Fast forward ahead fifteen years. The couple has been divorced ten years. Fred has remarried, has three children and no debt other than the house. They have slashed their budget sacrificially in order to allow mom to stay home with the kids. Things are tight, but they are making ends meet.
Letters and Phone Calls
Because Joyce has fallen behind on her student loan payments, the lender started squeezing Fred with letters and phone calls. Fred called his ex-wife (whom he has had very little contact with since their divorce) to ask what was going on. “Don’t worry,” she replied. “I will take care of it.” But she didn’t. The letters and phone calls continue. Now, when Fred tries to contact Joyce (text messages…phone calls…emails) she does not respond.
Frustration
Fred, with good reason, is very frustrated. The letters state that one option is to garnish his wages. This, as Fred well knows, is not an idle threat – federally backed student loans can be garnished without a law suit. Even though his divorce decree stated that Joyce would be responsible for all of her student loans, his signature on a loan document supersedes that ruling. Furthermore, his credit rating is being incrementally damaged with each missed payment.
What to do?
What can Fred do? Although he is rightly upset with his ex-spouse, he generously offered to pay for financial counseling in order to help her better manage her money. Again, no response. This is where the situation stands as I write this post. Fred, so far, has not communicated directly with the lender, but he will be doing so soon. One thing he will ask is whether Joyce’s wages would be garnished before his would be. This would seem to make sense. Another solution – a great one – would be for her to refinance the loan in her name only. However, assuming her own credit rating is shot, doing so is probably not an option. Other than taking over the payments himself (which could require his wife to re-enter the work force), there seem to be little Fred can do.

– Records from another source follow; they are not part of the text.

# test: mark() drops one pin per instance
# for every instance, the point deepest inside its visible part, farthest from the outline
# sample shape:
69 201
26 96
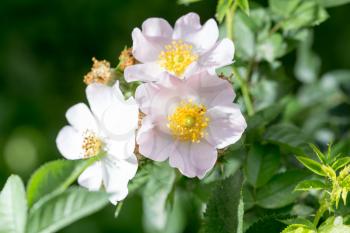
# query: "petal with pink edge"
146 49
220 55
154 143
226 126
157 27
194 159
148 72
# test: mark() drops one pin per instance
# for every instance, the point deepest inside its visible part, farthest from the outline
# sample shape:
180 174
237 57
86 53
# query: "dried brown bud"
100 72
126 59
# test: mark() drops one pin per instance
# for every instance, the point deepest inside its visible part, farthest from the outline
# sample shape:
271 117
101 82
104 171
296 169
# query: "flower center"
188 122
92 145
176 57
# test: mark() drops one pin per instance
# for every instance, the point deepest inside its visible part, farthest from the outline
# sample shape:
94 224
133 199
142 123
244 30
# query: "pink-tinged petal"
120 120
226 125
212 90
69 143
154 143
148 72
158 99
116 178
91 178
189 29
146 49
157 27
220 55
81 118
194 159
186 24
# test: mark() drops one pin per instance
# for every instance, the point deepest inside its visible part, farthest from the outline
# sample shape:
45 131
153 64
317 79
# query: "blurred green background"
46 48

This debt will continue to plague Fred and his family until it is gone. Co-signing, for him, is turning into a nightmare.
If you are considering co-signing a loan for your spouse, I urge you to think twice. Don’t say, “It could never happen to me.” Fred and Joyce were saying that same thing 15 years ago.

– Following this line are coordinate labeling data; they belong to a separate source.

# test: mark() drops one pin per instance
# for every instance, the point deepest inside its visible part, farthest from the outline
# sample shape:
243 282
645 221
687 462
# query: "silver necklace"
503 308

Readers: Do you cosign loans? Have you done so for your spouse? Any suggestions for Fred?
Alex Humphrey says
The only loan I might consider co-signing with my spouse (and I would NEVER co-sign with anyone else) would be a home mortgage – at least that’s bankruptable.
Outside of that, I can’t imagine any reason to co-sign a loan for someone. It’s not a “good thing” it’s a horrible thing.
Thanks for this horror story, Joe. The worst thing is that this isn’t an isolated event. This kind of stuff happens every day with couples and families and friends all across North America.
cashflowmantra says
I never would have thought of this. Another good piece of advice for my kids someday since you never know what can happen.
joeplemon says
@Alex,
Yep…this is indeed a horror story, and with 50% divorce rate in America, I am sure you are right that the case I wrote about is not an isolated event.
@cashflow,
Fred and Joyce didn’t think of it either. I think we need to hear these stories because we DON’T think about them, but they happen all of the time. I am by nature an optimist, so I tend not to imagine worst case scenarios. But a touch of healthy cynicism might just prevent some big problems.
Jon - Free Money Wisdom says
I guess if you believe divorce is an option this would be a route not to take. However, when I marry I will stay married. One funny saying goes like “divorce is never an option, but murder is.” Should we also sign a pre-nup in case the marriage falls through? It is setting yourself up for failure. I think this shows a sign of distrust of your spouse and could cause a bigger rift than merely signing.
Untemplater says
Yikes, what an awful position to be in. Thanks for the tips and the warning! -Sydney
joeplemon says
Sydney — Yes, it is awful. I don’t enjoy writing stuff like this, but if I can make others think twice, maybe I can help them prevent the same mess in their lives.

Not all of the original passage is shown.